Nigel Nicolson OBE was a British writer, publisher and politician.
Son of the writers Sir Harold Nicolson and Vita Sackville-West, Nicolson grew up at his mother's ancestral home at Knole and then at Sissinghurst, and was educated at Summer Fields, Eton and Balliol College, Oxford. He served with the Grenadier Guards during WWII, later writing their official history, and co-founded the publisher Weidenfeld & Nicolson, of which he was a director from 1948-1992.
Nicolson was elected Conservative MP for Bournemouth East in 1952, and was re-elected in the seat in 1955, but faced calls for resignation after voting with Labour on the abolition of hanging, and abstaining in a vote of confidence in the government over the Suez War. At the same time, Weidenfeld & Nicolson published Vladimir Nabokov's novel Lolita, and the ensuing scandal forced Nicolson to step down at the 1959 general election.

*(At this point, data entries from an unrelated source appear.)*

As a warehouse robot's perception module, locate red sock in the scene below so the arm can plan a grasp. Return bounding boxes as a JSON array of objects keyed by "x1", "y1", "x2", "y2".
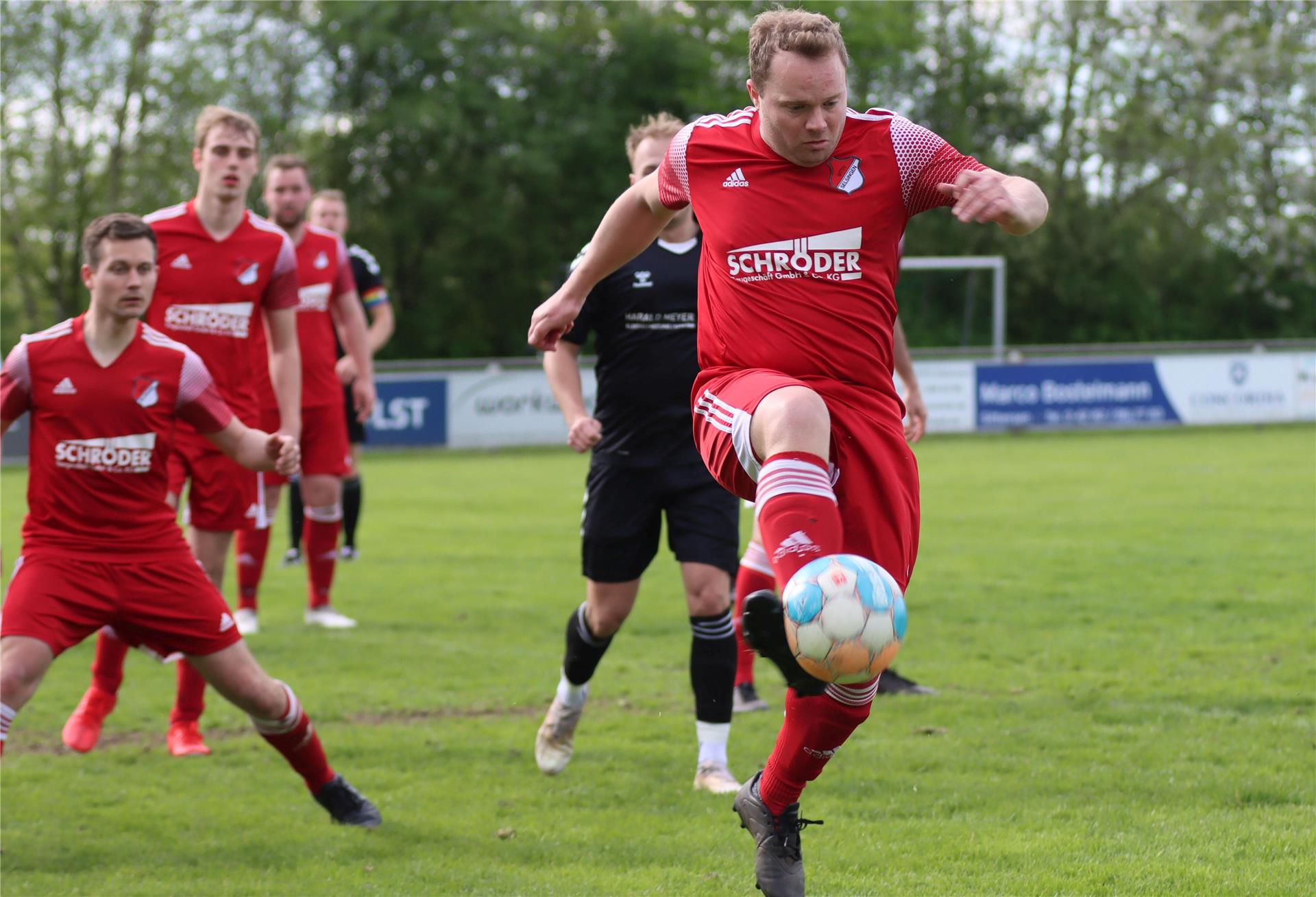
[
  {"x1": 754, "y1": 452, "x2": 842, "y2": 586},
  {"x1": 234, "y1": 527, "x2": 270, "y2": 610},
  {"x1": 252, "y1": 682, "x2": 334, "y2": 794},
  {"x1": 303, "y1": 507, "x2": 342, "y2": 607},
  {"x1": 758, "y1": 680, "x2": 878, "y2": 813},
  {"x1": 90, "y1": 630, "x2": 127, "y2": 694},
  {"x1": 169, "y1": 660, "x2": 206, "y2": 726},
  {"x1": 734, "y1": 541, "x2": 777, "y2": 685}
]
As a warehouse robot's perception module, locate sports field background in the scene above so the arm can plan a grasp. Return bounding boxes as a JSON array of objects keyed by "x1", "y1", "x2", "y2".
[{"x1": 0, "y1": 427, "x2": 1316, "y2": 897}]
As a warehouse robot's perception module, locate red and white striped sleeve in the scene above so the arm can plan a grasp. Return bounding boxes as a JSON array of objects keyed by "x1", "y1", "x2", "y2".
[
  {"x1": 175, "y1": 346, "x2": 233, "y2": 433},
  {"x1": 891, "y1": 116, "x2": 987, "y2": 217},
  {"x1": 0, "y1": 340, "x2": 32, "y2": 420},
  {"x1": 265, "y1": 235, "x2": 297, "y2": 311},
  {"x1": 658, "y1": 123, "x2": 695, "y2": 209}
]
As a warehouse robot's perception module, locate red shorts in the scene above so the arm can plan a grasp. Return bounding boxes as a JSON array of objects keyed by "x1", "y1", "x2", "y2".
[
  {"x1": 691, "y1": 368, "x2": 918, "y2": 589},
  {"x1": 260, "y1": 405, "x2": 352, "y2": 485},
  {"x1": 167, "y1": 427, "x2": 260, "y2": 532},
  {"x1": 0, "y1": 553, "x2": 242, "y2": 658}
]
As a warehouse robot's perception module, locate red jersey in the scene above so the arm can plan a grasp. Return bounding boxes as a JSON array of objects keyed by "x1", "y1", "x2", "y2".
[
  {"x1": 256, "y1": 224, "x2": 356, "y2": 409},
  {"x1": 0, "y1": 316, "x2": 233, "y2": 561},
  {"x1": 146, "y1": 200, "x2": 297, "y2": 425},
  {"x1": 658, "y1": 107, "x2": 986, "y2": 408}
]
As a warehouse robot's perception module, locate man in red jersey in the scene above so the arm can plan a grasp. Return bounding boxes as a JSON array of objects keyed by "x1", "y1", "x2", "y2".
[
  {"x1": 0, "y1": 213, "x2": 380, "y2": 827},
  {"x1": 237, "y1": 156, "x2": 375, "y2": 635},
  {"x1": 63, "y1": 106, "x2": 302, "y2": 756},
  {"x1": 528, "y1": 9, "x2": 1046, "y2": 896}
]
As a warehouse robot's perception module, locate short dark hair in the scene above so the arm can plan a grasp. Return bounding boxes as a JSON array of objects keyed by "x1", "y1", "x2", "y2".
[{"x1": 83, "y1": 212, "x2": 159, "y2": 270}]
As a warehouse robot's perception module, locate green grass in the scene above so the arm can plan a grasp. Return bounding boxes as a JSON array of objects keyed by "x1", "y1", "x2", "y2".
[{"x1": 0, "y1": 427, "x2": 1316, "y2": 897}]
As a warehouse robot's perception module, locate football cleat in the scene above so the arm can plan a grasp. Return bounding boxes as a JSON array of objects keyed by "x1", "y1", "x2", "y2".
[
  {"x1": 303, "y1": 605, "x2": 356, "y2": 630},
  {"x1": 535, "y1": 698, "x2": 584, "y2": 776},
  {"x1": 732, "y1": 772, "x2": 822, "y2": 897},
  {"x1": 695, "y1": 763, "x2": 740, "y2": 794},
  {"x1": 316, "y1": 776, "x2": 383, "y2": 828},
  {"x1": 741, "y1": 589, "x2": 827, "y2": 695},
  {"x1": 732, "y1": 682, "x2": 767, "y2": 713},
  {"x1": 233, "y1": 607, "x2": 260, "y2": 635},
  {"x1": 878, "y1": 668, "x2": 940, "y2": 694},
  {"x1": 166, "y1": 721, "x2": 210, "y2": 757},
  {"x1": 60, "y1": 685, "x2": 119, "y2": 754}
]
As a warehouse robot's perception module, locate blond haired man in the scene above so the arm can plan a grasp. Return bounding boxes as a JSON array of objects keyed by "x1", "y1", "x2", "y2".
[
  {"x1": 528, "y1": 9, "x2": 1046, "y2": 897},
  {"x1": 63, "y1": 106, "x2": 302, "y2": 756},
  {"x1": 535, "y1": 113, "x2": 740, "y2": 793}
]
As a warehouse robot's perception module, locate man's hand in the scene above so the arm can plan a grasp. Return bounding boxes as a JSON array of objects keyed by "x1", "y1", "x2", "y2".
[
  {"x1": 333, "y1": 356, "x2": 356, "y2": 383},
  {"x1": 352, "y1": 375, "x2": 375, "y2": 424},
  {"x1": 904, "y1": 389, "x2": 928, "y2": 444},
  {"x1": 265, "y1": 433, "x2": 302, "y2": 477},
  {"x1": 525, "y1": 285, "x2": 584, "y2": 352},
  {"x1": 568, "y1": 415, "x2": 602, "y2": 452}
]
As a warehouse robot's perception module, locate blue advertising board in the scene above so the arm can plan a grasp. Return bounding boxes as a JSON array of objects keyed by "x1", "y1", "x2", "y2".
[
  {"x1": 366, "y1": 374, "x2": 448, "y2": 445},
  {"x1": 977, "y1": 361, "x2": 1179, "y2": 429}
]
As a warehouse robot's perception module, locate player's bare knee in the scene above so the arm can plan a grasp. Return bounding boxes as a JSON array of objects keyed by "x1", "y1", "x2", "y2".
[{"x1": 750, "y1": 386, "x2": 831, "y2": 457}]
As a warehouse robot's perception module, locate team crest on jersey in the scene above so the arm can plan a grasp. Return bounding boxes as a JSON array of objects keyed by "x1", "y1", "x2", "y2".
[
  {"x1": 133, "y1": 376, "x2": 160, "y2": 408},
  {"x1": 827, "y1": 156, "x2": 864, "y2": 195},
  {"x1": 233, "y1": 258, "x2": 260, "y2": 287}
]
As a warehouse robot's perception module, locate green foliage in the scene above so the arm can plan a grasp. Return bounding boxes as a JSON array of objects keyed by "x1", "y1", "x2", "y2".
[
  {"x1": 0, "y1": 0, "x2": 1316, "y2": 357},
  {"x1": 0, "y1": 425, "x2": 1316, "y2": 896}
]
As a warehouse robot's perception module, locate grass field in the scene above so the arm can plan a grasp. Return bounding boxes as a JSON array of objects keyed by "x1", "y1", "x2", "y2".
[{"x1": 0, "y1": 427, "x2": 1316, "y2": 897}]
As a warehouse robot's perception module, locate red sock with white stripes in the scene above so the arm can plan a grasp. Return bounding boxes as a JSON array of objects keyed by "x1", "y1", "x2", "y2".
[
  {"x1": 754, "y1": 452, "x2": 842, "y2": 588},
  {"x1": 302, "y1": 505, "x2": 342, "y2": 608},
  {"x1": 734, "y1": 541, "x2": 777, "y2": 685},
  {"x1": 252, "y1": 682, "x2": 334, "y2": 794},
  {"x1": 90, "y1": 630, "x2": 127, "y2": 694},
  {"x1": 236, "y1": 527, "x2": 270, "y2": 610},
  {"x1": 169, "y1": 660, "x2": 206, "y2": 726},
  {"x1": 758, "y1": 680, "x2": 877, "y2": 813}
]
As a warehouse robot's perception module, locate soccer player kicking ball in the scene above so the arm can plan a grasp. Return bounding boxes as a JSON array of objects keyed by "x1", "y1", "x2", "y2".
[
  {"x1": 63, "y1": 106, "x2": 302, "y2": 757},
  {"x1": 528, "y1": 9, "x2": 1046, "y2": 897},
  {"x1": 0, "y1": 213, "x2": 380, "y2": 828},
  {"x1": 535, "y1": 113, "x2": 740, "y2": 794},
  {"x1": 237, "y1": 154, "x2": 375, "y2": 635}
]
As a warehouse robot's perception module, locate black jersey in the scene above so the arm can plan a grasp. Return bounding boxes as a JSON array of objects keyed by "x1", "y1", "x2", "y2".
[{"x1": 563, "y1": 237, "x2": 703, "y2": 466}]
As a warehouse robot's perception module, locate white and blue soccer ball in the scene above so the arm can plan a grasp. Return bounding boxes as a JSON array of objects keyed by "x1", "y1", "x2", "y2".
[{"x1": 781, "y1": 555, "x2": 907, "y2": 685}]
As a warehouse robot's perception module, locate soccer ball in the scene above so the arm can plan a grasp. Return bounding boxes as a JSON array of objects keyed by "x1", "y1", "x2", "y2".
[{"x1": 781, "y1": 555, "x2": 907, "y2": 685}]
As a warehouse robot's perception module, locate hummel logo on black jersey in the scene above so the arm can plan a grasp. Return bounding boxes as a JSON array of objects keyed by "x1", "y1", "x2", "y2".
[{"x1": 722, "y1": 169, "x2": 748, "y2": 187}]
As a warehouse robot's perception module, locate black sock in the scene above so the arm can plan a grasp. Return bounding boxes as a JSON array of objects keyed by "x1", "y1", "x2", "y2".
[
  {"x1": 690, "y1": 607, "x2": 735, "y2": 723},
  {"x1": 288, "y1": 479, "x2": 303, "y2": 551},
  {"x1": 562, "y1": 605, "x2": 612, "y2": 685},
  {"x1": 342, "y1": 475, "x2": 361, "y2": 548}
]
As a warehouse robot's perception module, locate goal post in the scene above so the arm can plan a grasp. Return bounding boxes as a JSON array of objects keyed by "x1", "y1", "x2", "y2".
[{"x1": 900, "y1": 256, "x2": 1006, "y2": 362}]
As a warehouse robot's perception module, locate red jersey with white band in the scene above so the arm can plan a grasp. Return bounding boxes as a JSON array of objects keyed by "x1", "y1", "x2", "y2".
[
  {"x1": 145, "y1": 200, "x2": 297, "y2": 425},
  {"x1": 658, "y1": 107, "x2": 986, "y2": 408},
  {"x1": 0, "y1": 316, "x2": 233, "y2": 561},
  {"x1": 256, "y1": 224, "x2": 356, "y2": 411}
]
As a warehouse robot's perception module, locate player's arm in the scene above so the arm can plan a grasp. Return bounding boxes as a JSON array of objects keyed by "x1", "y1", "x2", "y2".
[
  {"x1": 526, "y1": 171, "x2": 678, "y2": 352},
  {"x1": 544, "y1": 340, "x2": 602, "y2": 452},
  {"x1": 891, "y1": 318, "x2": 928, "y2": 442},
  {"x1": 206, "y1": 416, "x2": 302, "y2": 477},
  {"x1": 937, "y1": 169, "x2": 1049, "y2": 237},
  {"x1": 334, "y1": 290, "x2": 375, "y2": 423},
  {"x1": 265, "y1": 307, "x2": 302, "y2": 439}
]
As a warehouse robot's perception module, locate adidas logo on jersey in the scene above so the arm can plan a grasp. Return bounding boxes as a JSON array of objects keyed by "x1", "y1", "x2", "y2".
[
  {"x1": 772, "y1": 529, "x2": 822, "y2": 561},
  {"x1": 722, "y1": 169, "x2": 748, "y2": 187}
]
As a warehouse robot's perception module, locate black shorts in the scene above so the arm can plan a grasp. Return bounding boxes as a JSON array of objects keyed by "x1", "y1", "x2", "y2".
[
  {"x1": 581, "y1": 461, "x2": 740, "y2": 582},
  {"x1": 342, "y1": 383, "x2": 366, "y2": 445}
]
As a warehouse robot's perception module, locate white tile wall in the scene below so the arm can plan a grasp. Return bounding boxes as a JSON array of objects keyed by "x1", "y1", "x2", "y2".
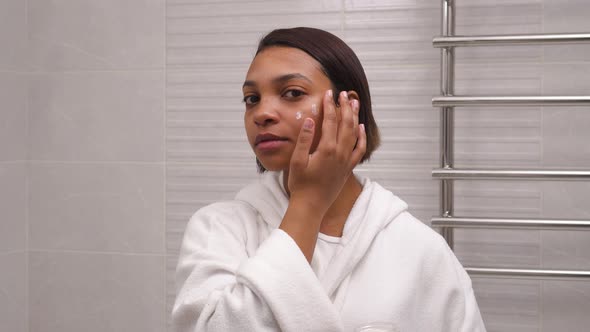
[{"x1": 0, "y1": 0, "x2": 590, "y2": 332}]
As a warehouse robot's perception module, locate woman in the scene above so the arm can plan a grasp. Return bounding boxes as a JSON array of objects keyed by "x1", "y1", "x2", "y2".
[{"x1": 173, "y1": 28, "x2": 485, "y2": 332}]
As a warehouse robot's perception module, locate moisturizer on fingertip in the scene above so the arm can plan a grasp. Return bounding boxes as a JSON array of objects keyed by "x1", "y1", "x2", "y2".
[{"x1": 311, "y1": 104, "x2": 318, "y2": 116}]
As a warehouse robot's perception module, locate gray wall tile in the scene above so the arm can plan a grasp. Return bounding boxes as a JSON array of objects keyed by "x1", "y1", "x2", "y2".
[
  {"x1": 28, "y1": 0, "x2": 165, "y2": 70},
  {"x1": 0, "y1": 0, "x2": 28, "y2": 71},
  {"x1": 29, "y1": 163, "x2": 165, "y2": 254},
  {"x1": 0, "y1": 72, "x2": 27, "y2": 161},
  {"x1": 0, "y1": 162, "x2": 27, "y2": 252},
  {"x1": 29, "y1": 251, "x2": 166, "y2": 332},
  {"x1": 0, "y1": 251, "x2": 29, "y2": 332},
  {"x1": 29, "y1": 71, "x2": 165, "y2": 161}
]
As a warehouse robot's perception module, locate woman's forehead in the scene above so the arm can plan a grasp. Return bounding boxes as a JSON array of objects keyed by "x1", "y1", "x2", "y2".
[{"x1": 246, "y1": 46, "x2": 323, "y2": 79}]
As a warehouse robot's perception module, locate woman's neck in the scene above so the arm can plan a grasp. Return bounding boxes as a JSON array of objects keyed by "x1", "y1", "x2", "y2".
[{"x1": 283, "y1": 171, "x2": 363, "y2": 237}]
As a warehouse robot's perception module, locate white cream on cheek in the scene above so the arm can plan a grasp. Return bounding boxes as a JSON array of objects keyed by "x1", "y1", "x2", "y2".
[
  {"x1": 295, "y1": 104, "x2": 318, "y2": 120},
  {"x1": 311, "y1": 104, "x2": 318, "y2": 116}
]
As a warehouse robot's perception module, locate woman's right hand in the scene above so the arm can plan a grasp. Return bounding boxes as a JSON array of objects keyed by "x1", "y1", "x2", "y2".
[{"x1": 288, "y1": 90, "x2": 367, "y2": 215}]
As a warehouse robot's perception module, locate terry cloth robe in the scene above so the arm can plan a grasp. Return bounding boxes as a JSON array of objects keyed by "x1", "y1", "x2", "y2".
[{"x1": 172, "y1": 172, "x2": 485, "y2": 332}]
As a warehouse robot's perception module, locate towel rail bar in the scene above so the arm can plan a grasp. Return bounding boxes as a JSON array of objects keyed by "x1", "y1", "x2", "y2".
[
  {"x1": 432, "y1": 96, "x2": 590, "y2": 107},
  {"x1": 432, "y1": 168, "x2": 590, "y2": 181},
  {"x1": 465, "y1": 267, "x2": 590, "y2": 280},
  {"x1": 432, "y1": 33, "x2": 590, "y2": 48},
  {"x1": 431, "y1": 217, "x2": 590, "y2": 231}
]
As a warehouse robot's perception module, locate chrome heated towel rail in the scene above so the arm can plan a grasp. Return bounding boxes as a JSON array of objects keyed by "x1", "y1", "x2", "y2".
[{"x1": 432, "y1": 0, "x2": 590, "y2": 280}]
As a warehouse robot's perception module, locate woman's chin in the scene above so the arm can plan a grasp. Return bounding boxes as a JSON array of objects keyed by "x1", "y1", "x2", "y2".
[{"x1": 258, "y1": 159, "x2": 289, "y2": 172}]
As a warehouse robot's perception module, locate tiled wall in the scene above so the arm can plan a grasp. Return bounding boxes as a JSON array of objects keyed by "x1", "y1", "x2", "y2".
[
  {"x1": 0, "y1": 0, "x2": 590, "y2": 332},
  {"x1": 27, "y1": 0, "x2": 166, "y2": 332},
  {"x1": 167, "y1": 0, "x2": 590, "y2": 331},
  {"x1": 0, "y1": 0, "x2": 28, "y2": 332}
]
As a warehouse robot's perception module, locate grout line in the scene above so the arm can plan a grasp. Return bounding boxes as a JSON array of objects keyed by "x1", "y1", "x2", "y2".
[
  {"x1": 162, "y1": 1, "x2": 170, "y2": 331},
  {"x1": 26, "y1": 159, "x2": 165, "y2": 166},
  {"x1": 24, "y1": 0, "x2": 31, "y2": 331},
  {"x1": 0, "y1": 248, "x2": 27, "y2": 256},
  {"x1": 29, "y1": 248, "x2": 166, "y2": 257},
  {"x1": 27, "y1": 67, "x2": 165, "y2": 75}
]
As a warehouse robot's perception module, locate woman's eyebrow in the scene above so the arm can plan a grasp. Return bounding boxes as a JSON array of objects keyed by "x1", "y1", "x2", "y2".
[{"x1": 242, "y1": 73, "x2": 312, "y2": 88}]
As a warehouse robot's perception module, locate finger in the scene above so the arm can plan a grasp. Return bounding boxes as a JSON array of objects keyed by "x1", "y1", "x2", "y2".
[
  {"x1": 350, "y1": 99, "x2": 360, "y2": 138},
  {"x1": 291, "y1": 118, "x2": 315, "y2": 170},
  {"x1": 338, "y1": 91, "x2": 358, "y2": 149},
  {"x1": 318, "y1": 90, "x2": 338, "y2": 150},
  {"x1": 350, "y1": 123, "x2": 367, "y2": 168}
]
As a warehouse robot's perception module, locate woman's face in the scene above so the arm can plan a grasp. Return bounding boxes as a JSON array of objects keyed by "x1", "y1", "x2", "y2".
[{"x1": 242, "y1": 46, "x2": 331, "y2": 171}]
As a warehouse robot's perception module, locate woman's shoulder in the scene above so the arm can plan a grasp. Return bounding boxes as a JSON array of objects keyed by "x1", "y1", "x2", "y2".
[
  {"x1": 384, "y1": 211, "x2": 449, "y2": 254},
  {"x1": 187, "y1": 200, "x2": 258, "y2": 231}
]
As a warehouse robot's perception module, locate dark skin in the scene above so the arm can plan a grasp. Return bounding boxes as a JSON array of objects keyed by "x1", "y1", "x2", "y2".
[{"x1": 243, "y1": 47, "x2": 366, "y2": 262}]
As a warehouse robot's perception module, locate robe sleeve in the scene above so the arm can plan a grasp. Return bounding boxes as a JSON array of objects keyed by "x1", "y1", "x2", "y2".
[
  {"x1": 432, "y1": 233, "x2": 486, "y2": 332},
  {"x1": 172, "y1": 202, "x2": 343, "y2": 332}
]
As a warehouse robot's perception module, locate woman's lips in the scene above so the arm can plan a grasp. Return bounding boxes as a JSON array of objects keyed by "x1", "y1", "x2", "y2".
[{"x1": 254, "y1": 133, "x2": 287, "y2": 151}]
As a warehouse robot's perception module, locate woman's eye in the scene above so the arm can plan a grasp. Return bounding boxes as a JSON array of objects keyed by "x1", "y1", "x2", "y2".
[
  {"x1": 244, "y1": 95, "x2": 260, "y2": 105},
  {"x1": 283, "y1": 90, "x2": 304, "y2": 98}
]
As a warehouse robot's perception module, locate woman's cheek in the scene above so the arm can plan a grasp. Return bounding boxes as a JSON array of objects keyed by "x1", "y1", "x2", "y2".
[{"x1": 295, "y1": 103, "x2": 320, "y2": 124}]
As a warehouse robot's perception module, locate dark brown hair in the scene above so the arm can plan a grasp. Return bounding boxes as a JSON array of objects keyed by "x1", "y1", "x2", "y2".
[{"x1": 256, "y1": 27, "x2": 380, "y2": 172}]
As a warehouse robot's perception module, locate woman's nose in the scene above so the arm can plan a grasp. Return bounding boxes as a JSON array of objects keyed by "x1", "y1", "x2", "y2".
[{"x1": 254, "y1": 100, "x2": 279, "y2": 126}]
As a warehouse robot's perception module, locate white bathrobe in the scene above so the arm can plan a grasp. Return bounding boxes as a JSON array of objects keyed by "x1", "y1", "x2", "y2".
[{"x1": 172, "y1": 172, "x2": 485, "y2": 332}]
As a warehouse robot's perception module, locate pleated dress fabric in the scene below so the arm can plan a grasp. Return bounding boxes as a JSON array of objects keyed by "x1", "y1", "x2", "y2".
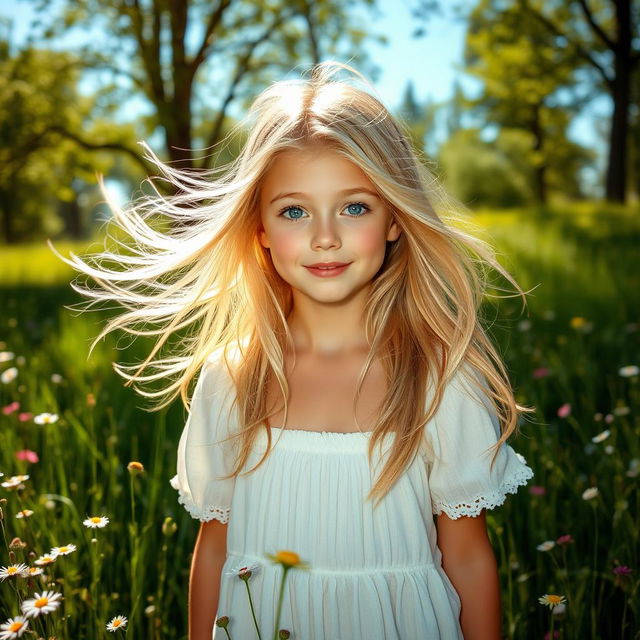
[{"x1": 171, "y1": 361, "x2": 533, "y2": 640}]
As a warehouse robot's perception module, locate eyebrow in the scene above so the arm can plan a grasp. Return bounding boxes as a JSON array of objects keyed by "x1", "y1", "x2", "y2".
[{"x1": 269, "y1": 187, "x2": 380, "y2": 204}]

Returning to writing in the 1960s, Nicolson published several books, particularly in the fields of heritage, biography and autobiography. In 1973 he co-wrote the celebrated and controversial book Portrait of a Marriage, which balanced a frank account of his parents' extramarital affairs with their enduring love for each other. He also edited various works including his father's diaries, his parents’ letters to each other, and co-edited the letters of Virginia Woolf. Later, he wrote The Spectator's ‘Long Life’ column and a ‘Time of My Life’ column for The Sunday Telegraph.